To address the high computational cost and manual material specification requirements in physics-based simulation for open-world static 3D scenes, this paper proposes MLLM-P3: a novel framework introducing zero-shot physical property perception via multimodal large language models (MLLMs), coupled with geometry-adaptive particle sampling (PGAS). The method reformulates physics modeling as material property distribution prediction and probabilistic dynamics solving. Integrating Gaussian splatting reconstruction, open-vocabulary 3D segmentation, multi-view inpainting, and material property distribution prediction (MPDP), MLLM-P3 enables fully automatic, parameter-free interactive physical simulation. On a single GPU, it generates high-fidelity motion sequences in just two minutes—surpassing state-of-the-art methods in motion realism. A user study confirms significant improvements in perceived naturalness and interactive utility.

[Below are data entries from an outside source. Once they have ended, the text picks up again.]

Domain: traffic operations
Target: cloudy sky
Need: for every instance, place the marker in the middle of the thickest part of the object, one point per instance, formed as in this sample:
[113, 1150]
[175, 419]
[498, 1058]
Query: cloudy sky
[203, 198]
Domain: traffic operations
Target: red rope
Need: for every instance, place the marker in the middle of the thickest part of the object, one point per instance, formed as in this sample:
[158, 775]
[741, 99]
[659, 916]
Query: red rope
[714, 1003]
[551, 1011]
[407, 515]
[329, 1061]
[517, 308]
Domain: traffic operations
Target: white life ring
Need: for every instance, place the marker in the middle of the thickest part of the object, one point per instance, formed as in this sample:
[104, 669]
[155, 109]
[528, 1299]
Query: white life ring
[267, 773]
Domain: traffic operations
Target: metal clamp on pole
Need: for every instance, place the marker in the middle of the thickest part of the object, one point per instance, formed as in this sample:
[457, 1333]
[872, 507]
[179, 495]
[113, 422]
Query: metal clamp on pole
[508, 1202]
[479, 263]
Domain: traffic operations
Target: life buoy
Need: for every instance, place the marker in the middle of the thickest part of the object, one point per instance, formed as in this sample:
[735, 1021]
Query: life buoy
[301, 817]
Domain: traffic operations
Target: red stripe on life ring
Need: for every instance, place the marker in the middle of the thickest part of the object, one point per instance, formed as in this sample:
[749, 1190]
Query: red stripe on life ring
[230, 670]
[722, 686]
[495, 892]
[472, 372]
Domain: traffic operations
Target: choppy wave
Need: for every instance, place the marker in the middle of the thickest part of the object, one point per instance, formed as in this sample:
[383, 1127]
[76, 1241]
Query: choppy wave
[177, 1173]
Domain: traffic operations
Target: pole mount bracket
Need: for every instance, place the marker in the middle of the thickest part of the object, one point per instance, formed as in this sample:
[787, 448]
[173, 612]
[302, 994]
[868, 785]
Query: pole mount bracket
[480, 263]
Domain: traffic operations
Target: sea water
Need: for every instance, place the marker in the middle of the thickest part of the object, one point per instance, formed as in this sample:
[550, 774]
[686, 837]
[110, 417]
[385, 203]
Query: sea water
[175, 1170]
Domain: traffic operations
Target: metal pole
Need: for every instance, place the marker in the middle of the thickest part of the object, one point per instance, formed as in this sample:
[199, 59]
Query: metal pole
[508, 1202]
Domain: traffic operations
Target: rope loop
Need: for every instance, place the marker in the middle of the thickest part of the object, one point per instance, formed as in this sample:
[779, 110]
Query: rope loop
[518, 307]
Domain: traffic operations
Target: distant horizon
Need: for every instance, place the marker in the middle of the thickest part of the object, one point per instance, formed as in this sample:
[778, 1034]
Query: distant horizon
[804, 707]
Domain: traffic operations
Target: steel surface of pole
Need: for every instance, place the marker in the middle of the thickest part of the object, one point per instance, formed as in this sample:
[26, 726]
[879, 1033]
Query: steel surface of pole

Recent advancements in 3D generation models have opened new possibilities for simulating dynamic 3D object movements and customizing behaviors, yet creating this content remains challenging. Current methods often require manual assignment of precise physical properties for simulations or rely on video generation models to predict them, which is computationally intensive. In this paper, we rethink the usage of multi-modal large language model (MLLM) in physics-based simulation, and present Sim Anything, a physics-based approach that endows static 3D objects with interactive dynamics. We begin with detailed scene reconstruction and object-level 3D open-vocabulary segmentation, progressing to multi-view image in-painting. Inspired by human visual reasoning, we propose MLLM-based Physical Property Perception (MLLM-P3) to predict mean physical properties of objects in a zero-shot manner. Based on the mean values and the object's geometry, the Material Property Distribution Prediction model (MPDP) model then estimates the full distribution, reformulating the problem as probability distribution estimation to reduce computational costs. Finally, we simulate objects in an open-world scene with particles sampled via the Physical-Geometric Adaptive Sampling (PGAS) strategy, efficiently capturing complex deformations and significantly reducing computational costs. Extensive experiments and user studies demonstrate our Sim Anything achieves more realistic motion than state-of-the-art methods within 2 minutes on a single GPU.